История пациента, составленная социальными работниками, была короткой. Дичка обнаружили в квартире, напоминавшей выгребную яму, в большом викторианском доме. Видимо, соседей насторожил тошнотворный запах, просачивавшийся из-за двери на лестничной площадке второго этажа. Это был дом, где квартиры сдавались внаем, поэтому никто из жильцов, позже опрошенных социальными работниками, понятия не имел о том, кто там жил. Когда же наконец полиция выломала дверь, там обнаружили Дичка, валявшегося в собственных нечистотах на постели с простынями, затвердевшими как картон. Вначале полицейские решили, что он мертв: им знаком был этот запах тела, долгое время пролежавшего в неподвижности. Но оказалось, что Дичок жив, а вонь исходила от разнообразных веществ, медленно разлагавшихся в течение ряда лет, – от объедков до ороговевшей кожи, от траченных молью штор до полусъеденных трупиков мышей и крыс.

Дичка невозможно было заставить двинуться или заговорить. Когда полицейские подошли к кровати, чтобы убедиться в том, что он жив, он никак не отреагировал. По сообщению одного из полицейских, у него были широко раскрыты глаза, а зрачки затуманивало несколько катаракт, и он просто глядел в пустоту несфокусированным немигающим взглядом. Другой полицейский отмечал, каким липким, вялым на ощупь было тело, будто из него совсем ушла мышечная ткань, а остались только жилы, позволявшие шевелить руками и ногами. Вызвали «скорую», и медбрат одной рукой поднял Дичка с постели и переложил на носилки. В своем отчете медбрат с плохо скрываемым ужасом упомянул о единственной силе сопротивления, которую он встретил, перекладывая Дичка: тот прочно приклеился к замаранным испражнениями простыням, и эта липкая субстанция из телесных выделений – пота, мочи и семени – образовала нечто вроде тонкой паутины, которая растягивалась в воздухе, пока медбрат отдирал пациента от кровати… Как пенка на кипяченом молоке.…
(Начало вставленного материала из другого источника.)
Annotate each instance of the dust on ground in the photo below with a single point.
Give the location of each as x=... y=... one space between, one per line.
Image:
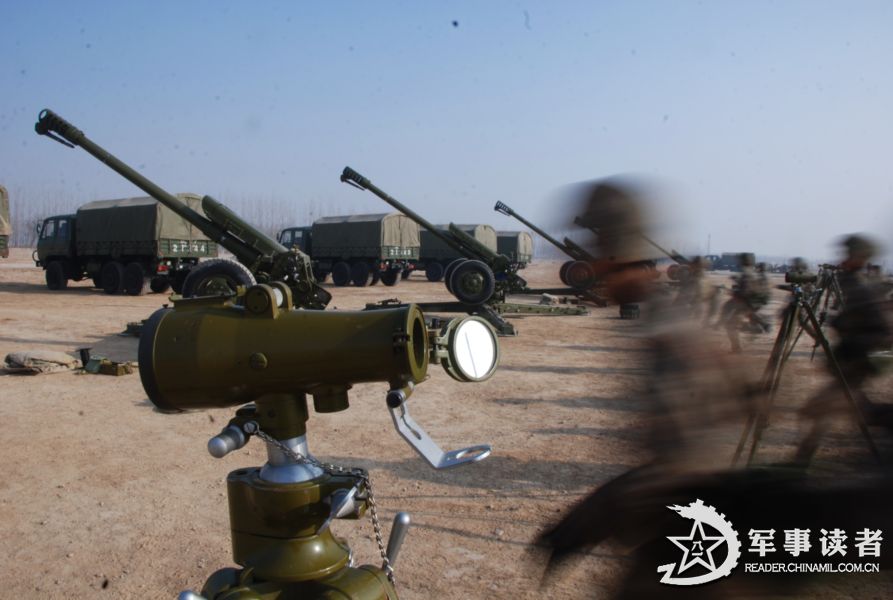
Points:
x=103 y=495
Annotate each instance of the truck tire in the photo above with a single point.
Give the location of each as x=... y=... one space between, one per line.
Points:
x=135 y=279
x=562 y=272
x=580 y=275
x=360 y=274
x=341 y=274
x=216 y=277
x=55 y=275
x=448 y=272
x=112 y=277
x=391 y=277
x=472 y=282
x=159 y=284
x=434 y=272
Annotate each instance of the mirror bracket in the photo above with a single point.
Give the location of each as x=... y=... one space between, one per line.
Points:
x=422 y=443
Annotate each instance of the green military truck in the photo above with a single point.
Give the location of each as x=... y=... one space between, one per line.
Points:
x=517 y=245
x=123 y=245
x=436 y=255
x=361 y=249
x=5 y=223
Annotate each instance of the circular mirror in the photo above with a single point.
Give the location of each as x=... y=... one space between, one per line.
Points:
x=473 y=350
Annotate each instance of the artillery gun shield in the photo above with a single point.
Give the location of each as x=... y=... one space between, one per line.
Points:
x=216 y=277
x=448 y=272
x=390 y=277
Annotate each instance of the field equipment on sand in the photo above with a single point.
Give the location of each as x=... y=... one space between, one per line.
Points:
x=482 y=281
x=255 y=351
x=260 y=258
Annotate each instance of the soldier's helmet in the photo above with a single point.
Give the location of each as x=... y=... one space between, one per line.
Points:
x=859 y=247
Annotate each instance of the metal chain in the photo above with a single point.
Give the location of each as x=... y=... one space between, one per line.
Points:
x=334 y=469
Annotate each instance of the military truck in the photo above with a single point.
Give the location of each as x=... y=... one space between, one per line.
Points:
x=436 y=255
x=517 y=245
x=730 y=261
x=5 y=223
x=358 y=249
x=123 y=245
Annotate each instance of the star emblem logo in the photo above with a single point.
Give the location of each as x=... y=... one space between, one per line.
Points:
x=696 y=546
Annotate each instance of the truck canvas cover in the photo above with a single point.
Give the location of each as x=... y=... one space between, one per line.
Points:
x=5 y=223
x=434 y=248
x=135 y=220
x=517 y=245
x=364 y=235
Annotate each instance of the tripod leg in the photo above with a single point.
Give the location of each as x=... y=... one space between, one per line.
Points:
x=758 y=418
x=860 y=418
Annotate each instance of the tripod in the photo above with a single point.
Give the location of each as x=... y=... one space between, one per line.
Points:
x=784 y=345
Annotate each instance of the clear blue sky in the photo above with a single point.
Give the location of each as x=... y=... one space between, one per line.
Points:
x=768 y=123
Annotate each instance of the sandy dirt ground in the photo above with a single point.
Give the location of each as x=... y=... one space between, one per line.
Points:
x=104 y=497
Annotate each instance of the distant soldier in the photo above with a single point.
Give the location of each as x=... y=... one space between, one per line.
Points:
x=862 y=328
x=750 y=293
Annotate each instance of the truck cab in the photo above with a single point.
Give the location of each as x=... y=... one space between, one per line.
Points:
x=56 y=239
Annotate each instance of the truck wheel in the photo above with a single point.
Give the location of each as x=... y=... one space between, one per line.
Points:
x=390 y=277
x=562 y=272
x=341 y=274
x=159 y=284
x=319 y=275
x=216 y=277
x=360 y=274
x=434 y=272
x=135 y=279
x=112 y=277
x=56 y=279
x=448 y=272
x=580 y=275
x=472 y=282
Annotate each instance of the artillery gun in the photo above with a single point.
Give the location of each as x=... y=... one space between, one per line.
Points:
x=481 y=282
x=260 y=258
x=577 y=272
x=254 y=350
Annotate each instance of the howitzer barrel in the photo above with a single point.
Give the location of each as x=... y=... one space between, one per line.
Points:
x=507 y=210
x=55 y=127
x=49 y=123
x=352 y=177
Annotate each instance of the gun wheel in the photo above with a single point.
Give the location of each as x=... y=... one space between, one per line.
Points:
x=580 y=275
x=448 y=273
x=472 y=282
x=159 y=284
x=562 y=272
x=135 y=279
x=55 y=276
x=341 y=274
x=434 y=271
x=217 y=277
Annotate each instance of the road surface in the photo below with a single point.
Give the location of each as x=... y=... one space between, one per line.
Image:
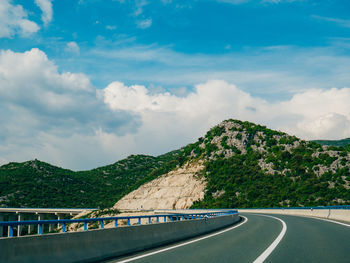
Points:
x=260 y=238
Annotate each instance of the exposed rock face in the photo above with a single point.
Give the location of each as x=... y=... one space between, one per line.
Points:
x=176 y=190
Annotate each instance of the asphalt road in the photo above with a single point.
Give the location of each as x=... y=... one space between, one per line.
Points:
x=300 y=240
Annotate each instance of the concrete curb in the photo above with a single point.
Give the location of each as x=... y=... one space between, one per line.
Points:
x=334 y=214
x=97 y=245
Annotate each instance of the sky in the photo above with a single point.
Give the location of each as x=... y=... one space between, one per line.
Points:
x=84 y=83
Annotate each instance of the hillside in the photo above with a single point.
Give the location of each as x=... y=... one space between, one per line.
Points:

Профессионалы, собравшиеся в комнате, спорили между собой о возрасте Дичка. В поиске улик они обратились к двум соседним комнатам, отделенным от этой ветхими занавесочками с множеством дырок и прорех. В комнате, где лежал Дичок, вообще ничего невозможно было понять из-за царившего там полного хаоса. Социальный работник, которого пригласили описать обстановку, оставил следующие заметки:

Я никогда еще ни видел такой комнаты, как эта, а ведь мне доводилось видеть всякого рода лишения и запущенность в самых разных местах. Это отнюдь не была та типичная обстановка запущенности, какую обычно порождают социально-экономические факторы; здесь все выглядело совсем не так. В комнате находилось много вещей, от мебели до картин, от некогда дорогой одежды до ценных предметов: все это свидетельствовало, что здесь жила семья непростая и/или зажиточная. И хотя пола было почти не видно из-за разбросанного всюду мусора – посуды, рваной одежды, кучек фекалий, все равно было ясно: в прошлом эта комната содержалась в чистоте и опрятности. Согласно домовым записям, квартира принадлежала некоему Филиппу Рено, вдовцу с двумя сыновьями, однако по первой комнате было совершенно невозможно определить, когда они съехали, почему больше здесь не появлялись и как долго Рено-младший находился в одиночестве.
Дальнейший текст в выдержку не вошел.